The Tribunal did accept that Mr Cooper’s behaviour had been inappropriate and, coupled with his failure to apologise, had the potential to damage the relationship of trust and confidence between the Company and Mr Assamoi; however the subsequent action taken by the Company prevented it from becoming a breach. The Company had accepted Mr Assamoi’s account of events about his holiday, agreed to take no further action and offered him a transfer to another pub under a different manager to resolve the situation moving forward. The Tribunal believed that this should have been sufficient to salvage the relationship.
Mr Assamoi appealed the decision to the Employment Appeal Tribunal (EAT). Mr Assamoi lost again.
The EAT agreed with the Tribunal; the object of a grievance and disciplinary procedure is to give an employee the opportunity to voice their concerns and defend themselves and give the employer a chance to act upon this. Not all actions should automatically be seen as a breach of contract but should be viewed in light of the surrounding context.
The EAT gave a useful example. There were two employees in a large firm named John Smith. One employee was suspected of sexual assault of a female employee and was invited to a disciplinary hearing. Due to an administrative mix-up the letter for the hearing was sent to the wrong John Smith. If the mistaken recipient raised this and was offered an apology and reassurance that it had been a mistake then it would be nonsensical for him to be able to say that there had been a breach of the implied term of trust and confidence. The prompt actions of the employer could prevent such a breach occurring. If, however, the employer failed to investigate and allowed the matter to drag on then this may be sufficient to tip the scales the other way and create a breach that could not be undone.

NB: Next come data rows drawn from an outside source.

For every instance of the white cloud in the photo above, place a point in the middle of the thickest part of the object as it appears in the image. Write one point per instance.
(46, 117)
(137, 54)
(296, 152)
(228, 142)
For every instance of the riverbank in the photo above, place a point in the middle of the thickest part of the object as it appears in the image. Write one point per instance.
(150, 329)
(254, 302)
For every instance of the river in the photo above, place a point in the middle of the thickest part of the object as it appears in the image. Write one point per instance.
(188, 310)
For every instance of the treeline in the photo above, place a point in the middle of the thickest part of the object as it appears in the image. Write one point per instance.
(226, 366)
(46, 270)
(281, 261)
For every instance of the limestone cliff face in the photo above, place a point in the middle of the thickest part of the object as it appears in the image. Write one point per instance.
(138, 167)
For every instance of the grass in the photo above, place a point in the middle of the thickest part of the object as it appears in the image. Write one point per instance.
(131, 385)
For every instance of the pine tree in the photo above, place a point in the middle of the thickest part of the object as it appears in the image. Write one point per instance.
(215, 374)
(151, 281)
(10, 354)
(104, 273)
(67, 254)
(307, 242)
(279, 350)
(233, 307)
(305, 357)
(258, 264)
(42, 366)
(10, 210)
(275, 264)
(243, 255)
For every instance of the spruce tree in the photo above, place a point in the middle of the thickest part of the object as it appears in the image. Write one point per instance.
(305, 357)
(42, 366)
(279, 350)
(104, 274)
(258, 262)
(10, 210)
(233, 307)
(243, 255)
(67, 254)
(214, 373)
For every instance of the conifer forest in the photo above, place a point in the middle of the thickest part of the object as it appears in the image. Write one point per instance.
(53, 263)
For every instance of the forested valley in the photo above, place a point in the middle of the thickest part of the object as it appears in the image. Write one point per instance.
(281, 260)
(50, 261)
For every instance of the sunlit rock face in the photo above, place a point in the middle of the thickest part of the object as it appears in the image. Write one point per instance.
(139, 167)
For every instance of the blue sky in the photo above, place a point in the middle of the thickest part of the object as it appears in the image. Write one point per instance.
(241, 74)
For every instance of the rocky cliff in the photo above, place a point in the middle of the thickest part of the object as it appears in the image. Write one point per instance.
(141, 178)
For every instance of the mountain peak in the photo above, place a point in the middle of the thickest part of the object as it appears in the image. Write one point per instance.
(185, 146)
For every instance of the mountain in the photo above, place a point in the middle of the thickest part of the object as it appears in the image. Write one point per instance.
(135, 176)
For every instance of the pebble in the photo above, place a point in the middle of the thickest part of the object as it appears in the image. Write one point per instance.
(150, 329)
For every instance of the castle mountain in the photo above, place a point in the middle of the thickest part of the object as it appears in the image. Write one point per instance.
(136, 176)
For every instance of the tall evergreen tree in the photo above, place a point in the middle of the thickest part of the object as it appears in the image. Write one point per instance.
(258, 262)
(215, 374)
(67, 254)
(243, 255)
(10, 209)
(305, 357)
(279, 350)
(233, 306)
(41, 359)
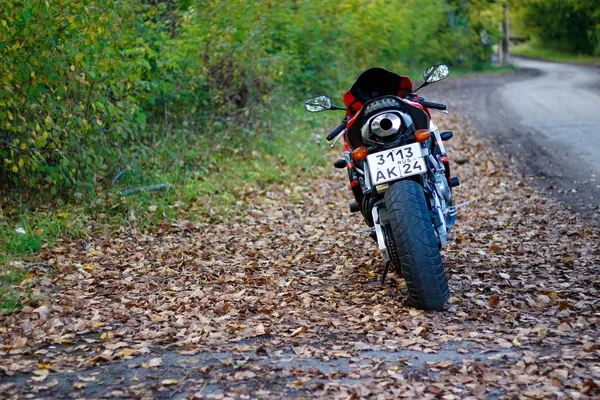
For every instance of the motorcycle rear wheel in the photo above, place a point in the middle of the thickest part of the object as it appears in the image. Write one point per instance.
(416, 244)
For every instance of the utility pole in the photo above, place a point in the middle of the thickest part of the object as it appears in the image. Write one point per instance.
(506, 32)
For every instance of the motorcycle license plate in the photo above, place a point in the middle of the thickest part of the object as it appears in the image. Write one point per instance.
(396, 163)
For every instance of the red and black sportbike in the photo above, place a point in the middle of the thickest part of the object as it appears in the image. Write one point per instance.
(399, 175)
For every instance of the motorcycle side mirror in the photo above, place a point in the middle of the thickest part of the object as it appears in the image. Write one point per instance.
(318, 103)
(436, 73)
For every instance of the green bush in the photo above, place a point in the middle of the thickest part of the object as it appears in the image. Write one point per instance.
(81, 80)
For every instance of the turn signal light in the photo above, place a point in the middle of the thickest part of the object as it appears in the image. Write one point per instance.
(422, 135)
(359, 154)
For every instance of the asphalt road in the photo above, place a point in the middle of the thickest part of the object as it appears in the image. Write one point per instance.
(545, 117)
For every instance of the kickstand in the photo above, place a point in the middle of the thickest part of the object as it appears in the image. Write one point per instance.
(385, 269)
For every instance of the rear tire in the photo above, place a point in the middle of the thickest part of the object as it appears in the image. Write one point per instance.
(416, 244)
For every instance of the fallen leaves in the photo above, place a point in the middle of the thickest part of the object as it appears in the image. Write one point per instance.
(290, 280)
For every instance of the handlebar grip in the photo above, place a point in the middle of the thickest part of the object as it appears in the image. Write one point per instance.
(437, 106)
(336, 132)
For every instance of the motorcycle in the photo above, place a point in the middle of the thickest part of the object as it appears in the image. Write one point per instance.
(399, 175)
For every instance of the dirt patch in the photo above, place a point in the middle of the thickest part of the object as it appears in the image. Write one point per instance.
(279, 302)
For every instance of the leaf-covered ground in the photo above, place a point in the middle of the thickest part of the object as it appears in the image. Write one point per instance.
(283, 301)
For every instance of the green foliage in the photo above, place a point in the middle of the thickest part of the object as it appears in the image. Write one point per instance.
(80, 80)
(570, 26)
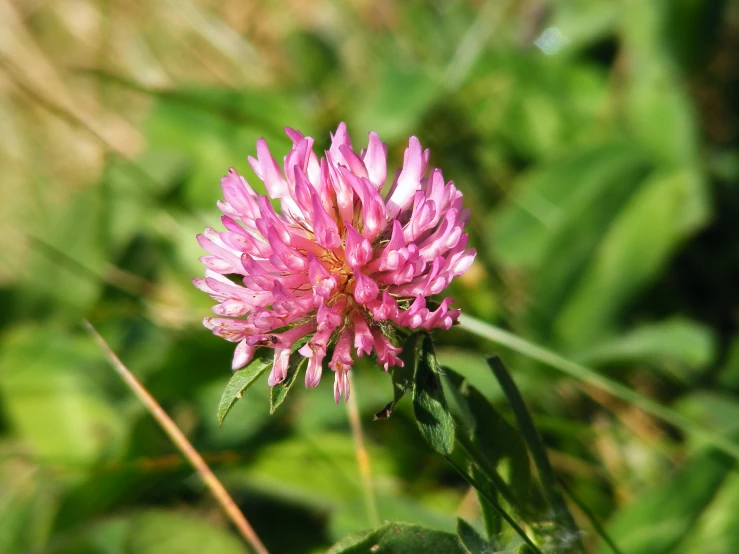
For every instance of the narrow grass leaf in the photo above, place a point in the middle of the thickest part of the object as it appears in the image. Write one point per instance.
(550, 486)
(471, 540)
(400, 537)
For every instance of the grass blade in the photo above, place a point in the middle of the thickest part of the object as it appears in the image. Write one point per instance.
(588, 375)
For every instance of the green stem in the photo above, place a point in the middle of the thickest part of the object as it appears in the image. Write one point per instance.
(587, 375)
(362, 455)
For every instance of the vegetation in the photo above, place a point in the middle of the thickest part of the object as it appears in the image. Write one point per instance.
(595, 143)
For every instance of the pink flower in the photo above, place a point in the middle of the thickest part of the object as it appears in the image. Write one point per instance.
(343, 260)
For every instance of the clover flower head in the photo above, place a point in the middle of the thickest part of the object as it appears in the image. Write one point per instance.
(344, 259)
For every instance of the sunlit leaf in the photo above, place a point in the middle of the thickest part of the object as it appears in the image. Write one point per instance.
(240, 382)
(429, 406)
(400, 537)
(279, 392)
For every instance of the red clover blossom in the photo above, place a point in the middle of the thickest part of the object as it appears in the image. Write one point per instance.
(343, 261)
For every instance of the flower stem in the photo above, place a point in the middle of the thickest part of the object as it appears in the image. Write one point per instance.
(217, 489)
(588, 375)
(363, 462)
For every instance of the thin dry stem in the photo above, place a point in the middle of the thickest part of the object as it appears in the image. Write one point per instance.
(363, 462)
(178, 438)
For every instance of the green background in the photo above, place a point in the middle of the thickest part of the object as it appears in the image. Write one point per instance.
(595, 142)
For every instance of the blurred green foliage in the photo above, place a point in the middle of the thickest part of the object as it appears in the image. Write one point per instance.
(596, 144)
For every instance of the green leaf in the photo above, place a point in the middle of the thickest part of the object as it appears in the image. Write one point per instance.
(471, 540)
(240, 381)
(667, 208)
(682, 347)
(566, 534)
(279, 392)
(718, 524)
(501, 443)
(656, 521)
(403, 376)
(160, 532)
(51, 403)
(429, 406)
(399, 537)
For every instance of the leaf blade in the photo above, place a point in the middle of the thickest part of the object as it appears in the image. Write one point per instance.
(239, 382)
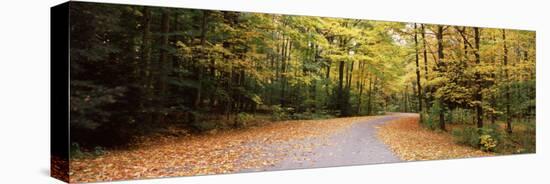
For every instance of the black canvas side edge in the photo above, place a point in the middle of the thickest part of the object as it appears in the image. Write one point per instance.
(59, 91)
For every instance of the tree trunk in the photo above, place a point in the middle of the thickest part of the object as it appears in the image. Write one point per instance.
(146, 63)
(478, 95)
(507, 85)
(441, 56)
(164, 66)
(418, 84)
(204, 27)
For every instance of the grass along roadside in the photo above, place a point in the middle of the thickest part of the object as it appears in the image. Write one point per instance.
(221, 152)
(411, 142)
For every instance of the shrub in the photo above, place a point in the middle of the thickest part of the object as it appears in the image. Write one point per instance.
(486, 139)
(467, 136)
(242, 119)
(279, 113)
(487, 143)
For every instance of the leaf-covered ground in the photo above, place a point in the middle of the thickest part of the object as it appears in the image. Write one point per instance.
(222, 152)
(411, 142)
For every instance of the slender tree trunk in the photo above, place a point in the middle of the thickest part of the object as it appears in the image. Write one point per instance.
(165, 66)
(418, 84)
(507, 85)
(478, 95)
(146, 63)
(441, 56)
(425, 57)
(204, 29)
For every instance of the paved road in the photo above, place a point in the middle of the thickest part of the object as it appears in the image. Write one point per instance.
(357, 145)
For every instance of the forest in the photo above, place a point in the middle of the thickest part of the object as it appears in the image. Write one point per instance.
(136, 70)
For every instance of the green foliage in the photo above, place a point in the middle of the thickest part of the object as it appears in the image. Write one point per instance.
(78, 152)
(243, 119)
(467, 136)
(486, 138)
(280, 113)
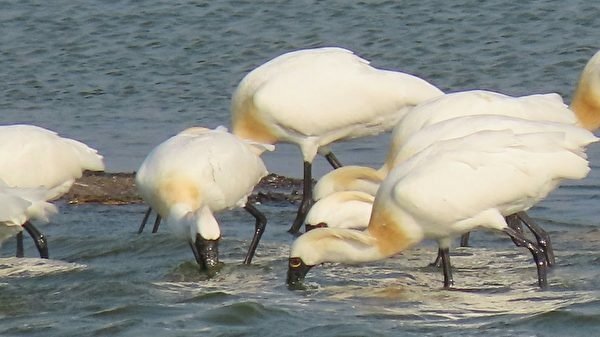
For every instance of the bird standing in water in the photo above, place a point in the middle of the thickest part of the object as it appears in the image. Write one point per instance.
(448, 189)
(196, 173)
(315, 97)
(34, 157)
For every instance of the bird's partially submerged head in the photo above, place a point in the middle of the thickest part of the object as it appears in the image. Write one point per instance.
(207, 254)
(297, 270)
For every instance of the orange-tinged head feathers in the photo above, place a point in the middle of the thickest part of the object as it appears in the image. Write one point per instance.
(391, 237)
(586, 99)
(179, 190)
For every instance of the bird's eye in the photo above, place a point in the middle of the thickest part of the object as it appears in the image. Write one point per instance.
(295, 262)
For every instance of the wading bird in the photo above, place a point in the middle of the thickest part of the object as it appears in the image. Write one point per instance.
(199, 172)
(584, 111)
(17, 207)
(448, 189)
(34, 157)
(315, 97)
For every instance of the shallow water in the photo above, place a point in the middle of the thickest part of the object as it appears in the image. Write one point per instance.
(124, 75)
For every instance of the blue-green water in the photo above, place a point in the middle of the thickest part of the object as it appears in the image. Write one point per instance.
(124, 75)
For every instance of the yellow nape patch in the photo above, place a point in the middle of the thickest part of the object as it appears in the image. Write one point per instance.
(391, 237)
(180, 190)
(586, 106)
(248, 125)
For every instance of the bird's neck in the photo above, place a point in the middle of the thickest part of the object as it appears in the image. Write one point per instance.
(586, 98)
(187, 223)
(586, 105)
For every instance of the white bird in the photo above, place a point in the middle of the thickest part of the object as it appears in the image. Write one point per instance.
(441, 131)
(18, 206)
(583, 111)
(345, 209)
(450, 188)
(315, 97)
(196, 173)
(34, 157)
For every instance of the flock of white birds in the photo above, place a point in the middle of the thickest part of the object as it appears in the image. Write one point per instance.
(457, 162)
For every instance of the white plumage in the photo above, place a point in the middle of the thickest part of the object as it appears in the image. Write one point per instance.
(450, 188)
(37, 165)
(18, 205)
(583, 111)
(31, 156)
(315, 97)
(196, 173)
(346, 209)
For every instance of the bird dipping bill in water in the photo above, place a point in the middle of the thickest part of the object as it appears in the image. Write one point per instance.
(315, 97)
(199, 172)
(17, 207)
(32, 157)
(448, 189)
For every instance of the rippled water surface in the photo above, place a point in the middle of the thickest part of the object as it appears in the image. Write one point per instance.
(124, 75)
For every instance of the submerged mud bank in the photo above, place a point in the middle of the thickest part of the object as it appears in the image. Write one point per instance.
(119, 189)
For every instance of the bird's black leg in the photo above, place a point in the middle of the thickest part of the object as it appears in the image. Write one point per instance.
(307, 201)
(20, 249)
(464, 239)
(438, 260)
(38, 238)
(333, 161)
(447, 268)
(541, 236)
(144, 220)
(156, 223)
(539, 256)
(259, 229)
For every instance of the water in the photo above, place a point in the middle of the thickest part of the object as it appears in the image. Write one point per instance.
(122, 76)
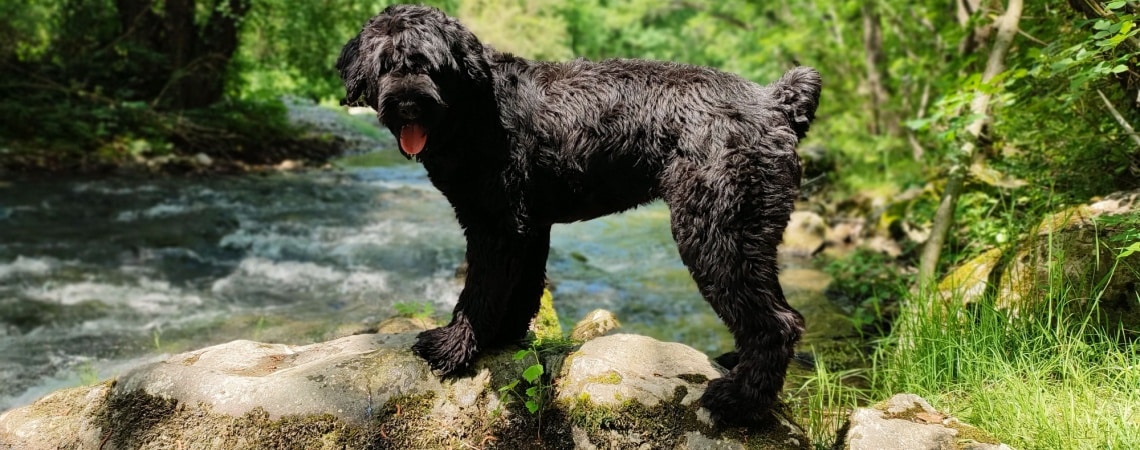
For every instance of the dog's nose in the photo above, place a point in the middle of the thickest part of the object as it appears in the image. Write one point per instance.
(409, 111)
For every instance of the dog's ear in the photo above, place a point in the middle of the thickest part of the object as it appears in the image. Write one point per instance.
(798, 91)
(355, 75)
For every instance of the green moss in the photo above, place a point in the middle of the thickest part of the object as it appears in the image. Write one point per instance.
(608, 377)
(694, 378)
(546, 322)
(666, 424)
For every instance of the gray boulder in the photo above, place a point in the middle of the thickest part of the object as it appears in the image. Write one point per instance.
(906, 422)
(371, 392)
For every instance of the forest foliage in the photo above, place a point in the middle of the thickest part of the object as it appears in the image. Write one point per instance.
(100, 80)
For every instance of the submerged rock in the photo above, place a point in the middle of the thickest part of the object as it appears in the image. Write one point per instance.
(906, 422)
(369, 391)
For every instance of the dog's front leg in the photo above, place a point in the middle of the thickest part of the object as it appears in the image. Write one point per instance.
(496, 261)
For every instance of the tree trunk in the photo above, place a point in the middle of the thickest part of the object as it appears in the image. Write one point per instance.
(873, 57)
(944, 217)
(195, 57)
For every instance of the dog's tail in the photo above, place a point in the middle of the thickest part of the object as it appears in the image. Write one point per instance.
(798, 91)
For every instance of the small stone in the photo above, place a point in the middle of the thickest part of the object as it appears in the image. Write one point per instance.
(595, 324)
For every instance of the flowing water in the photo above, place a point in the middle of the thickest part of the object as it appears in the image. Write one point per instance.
(99, 276)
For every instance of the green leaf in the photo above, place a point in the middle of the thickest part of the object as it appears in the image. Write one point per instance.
(1129, 251)
(532, 373)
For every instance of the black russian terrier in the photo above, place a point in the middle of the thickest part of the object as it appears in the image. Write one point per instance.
(519, 145)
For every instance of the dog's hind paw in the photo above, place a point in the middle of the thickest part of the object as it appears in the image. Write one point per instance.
(446, 349)
(730, 402)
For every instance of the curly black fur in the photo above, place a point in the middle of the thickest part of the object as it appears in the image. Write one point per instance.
(518, 145)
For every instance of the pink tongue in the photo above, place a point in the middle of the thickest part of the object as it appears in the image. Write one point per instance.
(413, 138)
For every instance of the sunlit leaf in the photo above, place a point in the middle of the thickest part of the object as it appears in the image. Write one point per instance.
(532, 373)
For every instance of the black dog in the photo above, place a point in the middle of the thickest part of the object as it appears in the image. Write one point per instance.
(518, 145)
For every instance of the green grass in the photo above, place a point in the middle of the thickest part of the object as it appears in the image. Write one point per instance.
(1048, 378)
(825, 399)
(1051, 376)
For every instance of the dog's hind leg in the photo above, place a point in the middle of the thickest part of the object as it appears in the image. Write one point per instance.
(727, 220)
(496, 263)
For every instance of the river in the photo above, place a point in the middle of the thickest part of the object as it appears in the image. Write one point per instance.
(98, 276)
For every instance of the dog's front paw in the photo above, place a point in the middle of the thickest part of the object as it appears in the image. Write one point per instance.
(731, 402)
(447, 349)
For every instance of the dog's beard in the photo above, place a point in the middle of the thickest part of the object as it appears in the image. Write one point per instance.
(413, 138)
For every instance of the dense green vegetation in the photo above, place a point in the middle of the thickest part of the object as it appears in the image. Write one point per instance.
(920, 96)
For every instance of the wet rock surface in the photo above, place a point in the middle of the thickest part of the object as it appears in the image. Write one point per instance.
(369, 391)
(906, 422)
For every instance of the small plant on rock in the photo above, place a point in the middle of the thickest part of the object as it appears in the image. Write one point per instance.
(536, 392)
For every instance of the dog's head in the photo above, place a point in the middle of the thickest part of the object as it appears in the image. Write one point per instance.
(414, 65)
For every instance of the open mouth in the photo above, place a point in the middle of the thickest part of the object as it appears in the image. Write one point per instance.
(413, 138)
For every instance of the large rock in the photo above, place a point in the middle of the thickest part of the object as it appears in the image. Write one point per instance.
(1077, 247)
(369, 391)
(629, 391)
(906, 422)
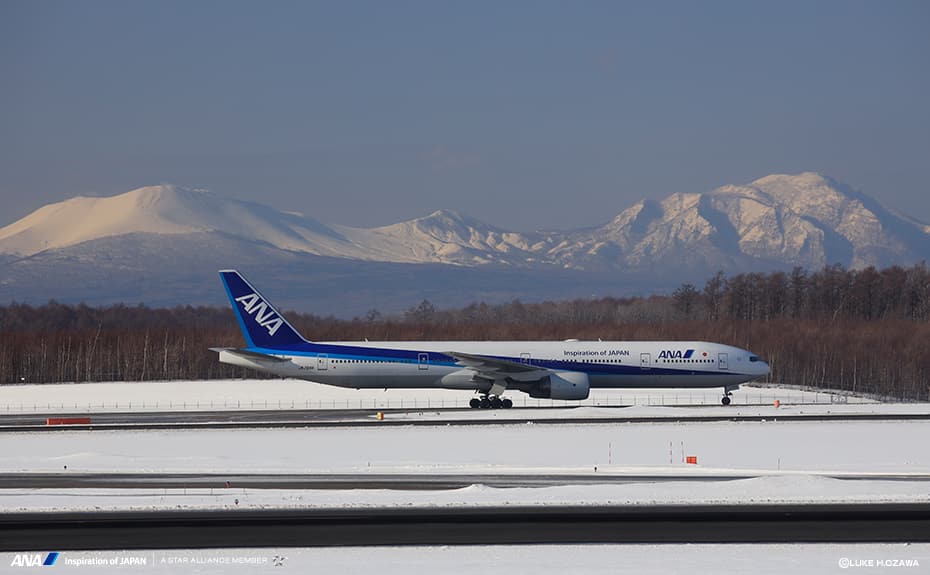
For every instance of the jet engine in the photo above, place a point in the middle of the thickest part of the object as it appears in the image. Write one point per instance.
(562, 385)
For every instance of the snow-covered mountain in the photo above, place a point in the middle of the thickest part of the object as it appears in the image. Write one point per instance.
(774, 222)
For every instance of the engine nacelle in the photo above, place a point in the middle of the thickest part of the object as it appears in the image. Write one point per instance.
(562, 385)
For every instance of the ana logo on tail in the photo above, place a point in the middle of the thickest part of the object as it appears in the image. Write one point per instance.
(264, 314)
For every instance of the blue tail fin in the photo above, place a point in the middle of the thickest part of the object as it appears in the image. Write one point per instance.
(262, 325)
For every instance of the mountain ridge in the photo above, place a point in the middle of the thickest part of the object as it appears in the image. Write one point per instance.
(775, 222)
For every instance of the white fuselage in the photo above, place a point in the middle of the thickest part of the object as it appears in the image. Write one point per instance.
(425, 364)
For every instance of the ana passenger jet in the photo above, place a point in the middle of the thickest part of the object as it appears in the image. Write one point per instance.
(543, 369)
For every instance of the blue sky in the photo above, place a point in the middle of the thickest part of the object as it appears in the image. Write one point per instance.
(525, 114)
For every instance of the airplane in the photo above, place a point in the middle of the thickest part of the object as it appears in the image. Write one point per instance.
(565, 370)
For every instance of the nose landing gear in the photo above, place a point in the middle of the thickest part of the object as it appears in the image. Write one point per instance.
(490, 402)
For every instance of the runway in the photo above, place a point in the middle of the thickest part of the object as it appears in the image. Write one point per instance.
(472, 526)
(392, 481)
(229, 419)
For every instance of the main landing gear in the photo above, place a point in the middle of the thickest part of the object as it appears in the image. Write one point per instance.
(490, 402)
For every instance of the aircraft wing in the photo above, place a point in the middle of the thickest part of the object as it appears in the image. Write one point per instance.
(249, 354)
(495, 368)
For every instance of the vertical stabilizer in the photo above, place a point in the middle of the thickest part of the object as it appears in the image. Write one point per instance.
(262, 325)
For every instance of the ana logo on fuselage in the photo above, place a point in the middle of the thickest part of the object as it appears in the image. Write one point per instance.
(264, 314)
(676, 354)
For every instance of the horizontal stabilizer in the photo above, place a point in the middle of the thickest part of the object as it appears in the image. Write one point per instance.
(249, 354)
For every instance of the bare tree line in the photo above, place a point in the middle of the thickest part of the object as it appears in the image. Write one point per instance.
(859, 330)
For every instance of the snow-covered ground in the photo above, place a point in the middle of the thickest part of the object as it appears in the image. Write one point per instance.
(783, 461)
(295, 394)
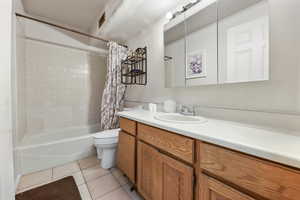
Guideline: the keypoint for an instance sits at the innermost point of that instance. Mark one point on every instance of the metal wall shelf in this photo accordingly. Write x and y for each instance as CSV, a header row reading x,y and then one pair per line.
x,y
134,68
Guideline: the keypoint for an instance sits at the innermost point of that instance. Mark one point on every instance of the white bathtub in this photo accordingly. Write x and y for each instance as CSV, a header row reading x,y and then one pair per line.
x,y
49,150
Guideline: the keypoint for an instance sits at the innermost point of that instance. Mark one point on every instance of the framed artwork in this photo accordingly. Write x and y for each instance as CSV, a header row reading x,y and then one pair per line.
x,y
196,64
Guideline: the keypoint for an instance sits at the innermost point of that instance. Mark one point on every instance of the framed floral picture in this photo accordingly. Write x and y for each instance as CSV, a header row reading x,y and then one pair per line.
x,y
196,65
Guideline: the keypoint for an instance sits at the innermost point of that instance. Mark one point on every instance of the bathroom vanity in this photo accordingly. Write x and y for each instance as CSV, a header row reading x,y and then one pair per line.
x,y
217,160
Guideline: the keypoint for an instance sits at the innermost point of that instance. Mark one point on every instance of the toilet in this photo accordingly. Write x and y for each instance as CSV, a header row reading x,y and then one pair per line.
x,y
106,143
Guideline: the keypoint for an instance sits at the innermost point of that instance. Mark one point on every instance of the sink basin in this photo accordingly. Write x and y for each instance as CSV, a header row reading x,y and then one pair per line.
x,y
178,118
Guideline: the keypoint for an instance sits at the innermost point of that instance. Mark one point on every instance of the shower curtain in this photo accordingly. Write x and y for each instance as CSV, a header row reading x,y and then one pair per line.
x,y
114,91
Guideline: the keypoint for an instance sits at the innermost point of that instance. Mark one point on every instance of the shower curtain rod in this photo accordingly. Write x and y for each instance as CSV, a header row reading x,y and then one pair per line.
x,y
64,28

So, it would seem that there is now a distinction between preventing matters escalating into a breach of the implied term of mutual trust and confidence and trying to cure a breach which has already taken place. The question that needs to be asked in such cases is whether the actions complained of are sufficiently serious to damage a relationship to such an extent that the implied term has been breached. There is a sliding scale of damage and where on this scale a particular action lies is not an exact science.
Whilst employers should not relax too much when dealing with such situations, there is a glimmer of hope that where mistakes have been made they can in some cases be rectified before a full breach of contract occurs. This should bring some comfort to companies when carrying out disciplinary and grievance procedures and should encourage companies to take swift action whenever an employee raises any concerns. The sooner action is taken (by way of grievances and accepting any wrongdoing and trying to put it right) the greater the chance of stopping potentially damaging actions becoming full contractual breaches, leading to constructive dismissal claims.
As an aside.....
As the news is focussing on a big sporting event this week (you might have noticed it) there is very little out there that piqued my interest. As such, I have reverted to one of my favourite topics of stupid (but genuine) answers to interview questions. Enjoy!
At the end of interviews when asked “do you have any questions?” the following questions were raised:
- "What do you want me to do if I cannot walk to work if it's raining? Can you pick me up?"
- "What is your company's policy on Monday absences?"
- "If I get an offer, how long do I have before I have to take the drug test?"
In answer to the question “Tell of a time you made a mistake at work and how you dealt with it”:
- "I stole some equipment from my old job, and I had to pay for its replacement."